As you can see from our box below, the produce is fresh and really doesn’t look weird (at least to my eyes). Joining Misfits has encouraged me to try produce items that I don’t typically buy, such as cherry bomb peppers.
I actually don’t typically purchase carrots with their tops attached. I only had them available for this recipe because they were in our shipment. I’m glad I was given the opportunity to experiment with this fun and tasty ingredient!
In addition, Misfits gives you the option of including other fun foods in your box for a little extra. If you’ve ever wanted to try lion’s mane mushrooms, purple broccolini, or hen-of-the-woods mushrooms, Misfits will send them!
Misfits Market ships boxes to many areas of the eastern United States for a flat $4.50 delivery fee. They have boxes of varying sizes to fit the needs of different families. My family of three went for the big box (the “Madness box”) because we loooove our fresh produce here!
If you want to try Misfits, you can use my code COOKWME-BS6FSP when you sign up for the waitlist. We’ll each get 25% off a box, and you can cancel deliveries at any time if you don’t like it. (I bet you’ll love it!)
And now for the disclaimer…
All recipes on this website may or may not be appropriate for you, depending on your medical needs and personal preferences. Consult with a registered dietitian or your physician if you need help determining the dietary pattern that may be best for you.
The calorie information is an estimate provided as a courtesy. It will differ depending on the specific brands and ingredients that you use. Calorie information on food labels may be wildly inaccurate, so please don’t sweat the numbers too much.
For more information on how the three recipe levels may help with a weight management goal, refer to this post. Let’s get cooking!
Carrot Leaves Recipe (Super Yummy Pesto!)
- 2 cups carrot leaves, chopped small (remove thickest stems; this is approximately the amount from one bunch of carrots)
- 2 cloves garlic, finely chopped
- ¼ cup pine nuts
- ½ cup olive oil
- ¼ cup grated Parmesan cheese
- black pepper, to taste
- Set a pot of water to boil. Once boiling, add the carrot leaves and let cook for 1-2 minutes.
- After the time is up, quickly drain the carrot leaves and plunge them into ice-cold water to stop the cooking process. Drain the carrot greens again and put the greens into a food processor. (This blanching process helps to remove some of the bitterness from the greens.)
- Add the rest of the ingredients to the food processor. Blend until the pesto achieves the desired texture. You may need to stop the processor and scrape down the sides with a spatula if food is sticking to the sides.
- Enjoy! We were surprised at how much this tastes like basil pesto!

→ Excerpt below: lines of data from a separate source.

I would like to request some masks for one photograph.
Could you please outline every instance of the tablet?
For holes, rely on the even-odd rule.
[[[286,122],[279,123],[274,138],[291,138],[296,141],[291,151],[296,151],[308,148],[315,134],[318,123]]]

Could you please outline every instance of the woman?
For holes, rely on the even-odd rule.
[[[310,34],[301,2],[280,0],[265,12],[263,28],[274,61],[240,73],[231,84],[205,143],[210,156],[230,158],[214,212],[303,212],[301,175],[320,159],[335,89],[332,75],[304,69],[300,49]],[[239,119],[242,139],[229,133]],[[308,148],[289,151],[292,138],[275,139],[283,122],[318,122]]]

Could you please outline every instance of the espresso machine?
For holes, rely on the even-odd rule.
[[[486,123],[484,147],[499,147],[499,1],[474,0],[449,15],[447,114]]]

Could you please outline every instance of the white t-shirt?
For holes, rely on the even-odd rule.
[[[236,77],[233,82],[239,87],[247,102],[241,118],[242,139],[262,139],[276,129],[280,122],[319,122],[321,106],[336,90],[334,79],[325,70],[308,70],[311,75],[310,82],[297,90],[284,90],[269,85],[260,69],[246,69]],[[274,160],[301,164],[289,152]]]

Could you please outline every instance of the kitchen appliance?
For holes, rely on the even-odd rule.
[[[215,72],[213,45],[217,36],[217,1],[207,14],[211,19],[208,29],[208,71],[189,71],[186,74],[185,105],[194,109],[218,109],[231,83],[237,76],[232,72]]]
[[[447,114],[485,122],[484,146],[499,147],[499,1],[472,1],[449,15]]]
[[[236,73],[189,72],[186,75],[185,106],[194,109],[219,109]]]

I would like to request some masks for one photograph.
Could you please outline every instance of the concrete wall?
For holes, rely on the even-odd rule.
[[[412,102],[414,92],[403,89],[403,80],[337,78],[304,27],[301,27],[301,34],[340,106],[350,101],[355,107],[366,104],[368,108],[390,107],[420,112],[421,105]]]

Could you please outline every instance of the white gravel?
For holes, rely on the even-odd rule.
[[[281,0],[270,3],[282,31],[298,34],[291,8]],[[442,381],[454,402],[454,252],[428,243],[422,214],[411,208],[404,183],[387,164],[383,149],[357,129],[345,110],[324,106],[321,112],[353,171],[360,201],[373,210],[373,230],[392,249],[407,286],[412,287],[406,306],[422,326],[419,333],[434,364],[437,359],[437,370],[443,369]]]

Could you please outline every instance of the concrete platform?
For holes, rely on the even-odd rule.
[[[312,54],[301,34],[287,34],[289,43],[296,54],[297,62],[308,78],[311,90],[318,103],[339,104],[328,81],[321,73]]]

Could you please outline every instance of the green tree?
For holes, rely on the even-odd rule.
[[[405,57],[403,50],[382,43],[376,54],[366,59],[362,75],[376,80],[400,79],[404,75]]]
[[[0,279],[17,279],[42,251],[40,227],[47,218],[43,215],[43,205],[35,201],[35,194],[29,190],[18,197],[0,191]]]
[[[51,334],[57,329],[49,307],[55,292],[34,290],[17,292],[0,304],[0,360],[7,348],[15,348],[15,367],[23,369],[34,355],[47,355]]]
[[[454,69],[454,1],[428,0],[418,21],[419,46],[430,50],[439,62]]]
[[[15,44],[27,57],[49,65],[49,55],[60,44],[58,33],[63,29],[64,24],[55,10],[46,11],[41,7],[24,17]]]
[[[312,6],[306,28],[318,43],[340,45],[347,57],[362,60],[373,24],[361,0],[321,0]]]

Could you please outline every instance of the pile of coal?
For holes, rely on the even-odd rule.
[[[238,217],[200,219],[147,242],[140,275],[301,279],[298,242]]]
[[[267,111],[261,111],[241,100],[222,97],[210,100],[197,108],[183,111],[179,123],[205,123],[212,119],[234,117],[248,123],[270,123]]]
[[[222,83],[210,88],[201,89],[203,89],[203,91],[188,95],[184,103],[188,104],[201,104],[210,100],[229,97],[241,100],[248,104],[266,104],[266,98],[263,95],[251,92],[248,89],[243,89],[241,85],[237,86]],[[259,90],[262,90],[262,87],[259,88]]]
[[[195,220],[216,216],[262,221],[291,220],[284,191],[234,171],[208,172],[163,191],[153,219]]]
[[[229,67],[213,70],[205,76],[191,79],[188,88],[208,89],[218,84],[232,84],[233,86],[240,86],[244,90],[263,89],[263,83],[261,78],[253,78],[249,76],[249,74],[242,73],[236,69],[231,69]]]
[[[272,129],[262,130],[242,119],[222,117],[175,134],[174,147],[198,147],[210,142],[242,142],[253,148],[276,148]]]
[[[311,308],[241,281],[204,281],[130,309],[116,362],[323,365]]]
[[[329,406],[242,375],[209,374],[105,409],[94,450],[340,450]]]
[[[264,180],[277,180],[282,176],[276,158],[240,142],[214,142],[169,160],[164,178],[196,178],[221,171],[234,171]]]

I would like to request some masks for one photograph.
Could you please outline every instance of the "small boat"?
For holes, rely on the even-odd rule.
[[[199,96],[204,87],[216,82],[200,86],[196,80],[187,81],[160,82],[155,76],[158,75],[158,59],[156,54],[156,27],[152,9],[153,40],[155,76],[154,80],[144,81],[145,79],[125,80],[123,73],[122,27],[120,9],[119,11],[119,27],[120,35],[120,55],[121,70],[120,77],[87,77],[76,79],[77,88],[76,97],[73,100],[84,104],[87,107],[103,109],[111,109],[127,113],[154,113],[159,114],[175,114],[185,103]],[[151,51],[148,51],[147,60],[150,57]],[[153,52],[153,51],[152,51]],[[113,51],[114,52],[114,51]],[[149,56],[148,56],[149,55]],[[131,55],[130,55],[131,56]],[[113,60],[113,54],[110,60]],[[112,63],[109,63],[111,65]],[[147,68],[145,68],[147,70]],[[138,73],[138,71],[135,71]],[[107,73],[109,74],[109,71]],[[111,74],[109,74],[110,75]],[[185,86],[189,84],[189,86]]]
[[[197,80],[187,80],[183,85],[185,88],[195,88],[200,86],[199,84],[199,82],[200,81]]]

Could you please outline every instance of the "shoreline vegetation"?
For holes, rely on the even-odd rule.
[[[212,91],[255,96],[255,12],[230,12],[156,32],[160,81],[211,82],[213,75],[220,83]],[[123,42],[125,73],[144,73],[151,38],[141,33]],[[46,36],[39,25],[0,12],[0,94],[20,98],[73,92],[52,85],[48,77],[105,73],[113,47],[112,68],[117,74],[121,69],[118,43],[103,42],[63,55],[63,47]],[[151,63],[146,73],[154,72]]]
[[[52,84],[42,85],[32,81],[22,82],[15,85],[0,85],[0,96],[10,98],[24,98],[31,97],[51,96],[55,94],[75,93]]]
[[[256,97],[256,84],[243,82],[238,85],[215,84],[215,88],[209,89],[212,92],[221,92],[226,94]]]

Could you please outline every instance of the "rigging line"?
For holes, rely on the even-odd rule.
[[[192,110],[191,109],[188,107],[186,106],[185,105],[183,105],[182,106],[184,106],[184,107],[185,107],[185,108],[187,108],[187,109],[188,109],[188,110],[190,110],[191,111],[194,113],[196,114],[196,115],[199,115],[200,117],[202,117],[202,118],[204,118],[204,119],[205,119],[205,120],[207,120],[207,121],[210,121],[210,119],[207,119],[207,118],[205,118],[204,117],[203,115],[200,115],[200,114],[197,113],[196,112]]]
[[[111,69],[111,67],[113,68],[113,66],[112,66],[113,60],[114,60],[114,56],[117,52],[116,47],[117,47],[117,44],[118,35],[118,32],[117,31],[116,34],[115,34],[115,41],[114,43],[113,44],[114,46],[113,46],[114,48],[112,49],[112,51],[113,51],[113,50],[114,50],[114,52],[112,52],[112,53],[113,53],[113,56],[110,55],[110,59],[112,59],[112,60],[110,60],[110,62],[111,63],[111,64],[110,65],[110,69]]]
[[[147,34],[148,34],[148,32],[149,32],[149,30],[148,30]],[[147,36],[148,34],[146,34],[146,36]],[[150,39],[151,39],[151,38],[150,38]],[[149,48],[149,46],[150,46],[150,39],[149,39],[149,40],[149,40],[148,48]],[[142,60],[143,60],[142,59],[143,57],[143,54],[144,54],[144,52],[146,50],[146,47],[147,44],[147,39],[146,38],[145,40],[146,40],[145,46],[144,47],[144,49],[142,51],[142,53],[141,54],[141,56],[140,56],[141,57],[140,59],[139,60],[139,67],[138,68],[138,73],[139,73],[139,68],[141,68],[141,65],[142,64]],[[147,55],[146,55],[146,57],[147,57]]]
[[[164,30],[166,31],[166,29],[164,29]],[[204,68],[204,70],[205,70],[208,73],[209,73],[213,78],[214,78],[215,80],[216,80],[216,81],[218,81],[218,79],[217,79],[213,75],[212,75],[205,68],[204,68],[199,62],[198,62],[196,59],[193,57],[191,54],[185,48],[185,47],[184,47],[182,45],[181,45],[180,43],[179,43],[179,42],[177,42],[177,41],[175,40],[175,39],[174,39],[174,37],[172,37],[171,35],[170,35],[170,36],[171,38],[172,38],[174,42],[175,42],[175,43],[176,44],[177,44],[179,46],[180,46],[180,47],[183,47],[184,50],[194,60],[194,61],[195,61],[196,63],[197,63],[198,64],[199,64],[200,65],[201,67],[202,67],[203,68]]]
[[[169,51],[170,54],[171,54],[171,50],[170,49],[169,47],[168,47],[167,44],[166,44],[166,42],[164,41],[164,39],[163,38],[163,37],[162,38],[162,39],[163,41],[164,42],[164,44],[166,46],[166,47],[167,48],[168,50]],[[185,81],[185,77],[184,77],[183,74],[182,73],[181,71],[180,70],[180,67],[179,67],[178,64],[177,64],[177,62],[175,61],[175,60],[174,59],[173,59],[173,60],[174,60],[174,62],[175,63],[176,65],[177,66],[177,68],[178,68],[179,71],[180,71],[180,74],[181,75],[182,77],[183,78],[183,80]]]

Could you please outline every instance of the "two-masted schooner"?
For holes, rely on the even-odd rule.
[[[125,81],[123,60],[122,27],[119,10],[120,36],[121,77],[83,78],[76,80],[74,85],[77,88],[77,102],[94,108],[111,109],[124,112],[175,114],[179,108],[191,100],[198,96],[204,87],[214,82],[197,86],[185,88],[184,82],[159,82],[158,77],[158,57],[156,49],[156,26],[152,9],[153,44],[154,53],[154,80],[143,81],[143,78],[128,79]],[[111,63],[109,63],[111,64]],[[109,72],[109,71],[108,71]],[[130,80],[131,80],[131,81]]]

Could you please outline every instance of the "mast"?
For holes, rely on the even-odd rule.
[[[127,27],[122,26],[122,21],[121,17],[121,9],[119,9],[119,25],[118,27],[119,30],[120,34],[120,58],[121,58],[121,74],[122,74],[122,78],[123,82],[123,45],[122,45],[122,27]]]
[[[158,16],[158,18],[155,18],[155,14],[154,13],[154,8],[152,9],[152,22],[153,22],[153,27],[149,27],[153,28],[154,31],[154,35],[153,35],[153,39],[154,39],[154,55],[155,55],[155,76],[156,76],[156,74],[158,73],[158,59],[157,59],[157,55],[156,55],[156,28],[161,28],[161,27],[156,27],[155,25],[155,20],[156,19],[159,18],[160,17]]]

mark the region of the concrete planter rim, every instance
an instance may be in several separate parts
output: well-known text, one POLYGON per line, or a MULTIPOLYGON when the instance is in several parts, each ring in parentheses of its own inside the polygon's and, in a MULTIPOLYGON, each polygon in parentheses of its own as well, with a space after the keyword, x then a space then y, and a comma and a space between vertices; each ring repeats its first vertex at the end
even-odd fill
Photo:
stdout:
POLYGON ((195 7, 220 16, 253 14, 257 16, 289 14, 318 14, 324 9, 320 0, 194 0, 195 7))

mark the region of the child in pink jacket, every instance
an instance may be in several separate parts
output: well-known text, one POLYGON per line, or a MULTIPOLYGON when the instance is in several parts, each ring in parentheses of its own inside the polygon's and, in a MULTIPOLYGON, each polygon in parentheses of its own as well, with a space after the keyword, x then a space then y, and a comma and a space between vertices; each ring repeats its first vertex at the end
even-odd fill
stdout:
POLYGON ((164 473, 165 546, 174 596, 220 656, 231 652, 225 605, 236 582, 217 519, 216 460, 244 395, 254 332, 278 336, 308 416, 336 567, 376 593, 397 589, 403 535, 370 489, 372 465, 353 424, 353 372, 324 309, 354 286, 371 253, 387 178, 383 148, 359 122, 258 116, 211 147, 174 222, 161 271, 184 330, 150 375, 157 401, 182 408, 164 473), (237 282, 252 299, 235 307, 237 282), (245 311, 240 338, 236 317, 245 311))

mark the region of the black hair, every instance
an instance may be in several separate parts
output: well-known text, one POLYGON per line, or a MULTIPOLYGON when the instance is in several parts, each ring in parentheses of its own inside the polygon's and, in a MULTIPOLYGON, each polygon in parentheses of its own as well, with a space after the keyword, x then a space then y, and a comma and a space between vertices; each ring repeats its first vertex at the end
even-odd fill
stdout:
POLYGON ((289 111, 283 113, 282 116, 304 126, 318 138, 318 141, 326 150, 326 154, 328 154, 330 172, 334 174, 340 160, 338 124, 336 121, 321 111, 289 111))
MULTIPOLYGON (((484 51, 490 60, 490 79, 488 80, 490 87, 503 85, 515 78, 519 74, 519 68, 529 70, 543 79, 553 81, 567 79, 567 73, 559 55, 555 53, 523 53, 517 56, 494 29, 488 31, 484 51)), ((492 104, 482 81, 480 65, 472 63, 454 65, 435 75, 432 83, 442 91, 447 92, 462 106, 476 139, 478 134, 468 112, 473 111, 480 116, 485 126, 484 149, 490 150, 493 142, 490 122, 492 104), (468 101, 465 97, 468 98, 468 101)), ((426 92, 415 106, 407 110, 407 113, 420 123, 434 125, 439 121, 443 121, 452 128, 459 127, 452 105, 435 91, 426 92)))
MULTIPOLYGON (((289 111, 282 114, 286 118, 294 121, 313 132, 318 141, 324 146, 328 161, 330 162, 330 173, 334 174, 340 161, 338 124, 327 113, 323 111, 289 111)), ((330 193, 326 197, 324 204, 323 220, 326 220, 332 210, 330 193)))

This is a level 3 recipe (weight maintenance and active lifestyles). This recipe makes seven servings that are approximately 2 tablespoons each. Leftovers can be frozen in individual servings in an ice cube tray and then stored in freezer bags in the freezer. Pesto is a high-calorie condiment that has a lot of added oil in the form of olive oil. Because of this, I don’t consider it one of the best ways to flavor your food if you have a weight loss goal. It’s typically added to lower-protein dishes such as pasta, where it may not promote satiety. (Tip: try it on a legume-based pasta for additional protein.) That said, pesto is packed with heart-healthy ingredients that are mainstays in the Mediterranean diet. Just because a food is high-calorie does necessarily mean it is less healthy! Adding this pesto to meals can be a great way to give your meal an energy boost if you need it.
Have you ever eaten carrot tops? If so, what are some of your favorite ways to use them? Whether this is an old or new idea for you, I hope you love this carrot leaves recipe for pesto!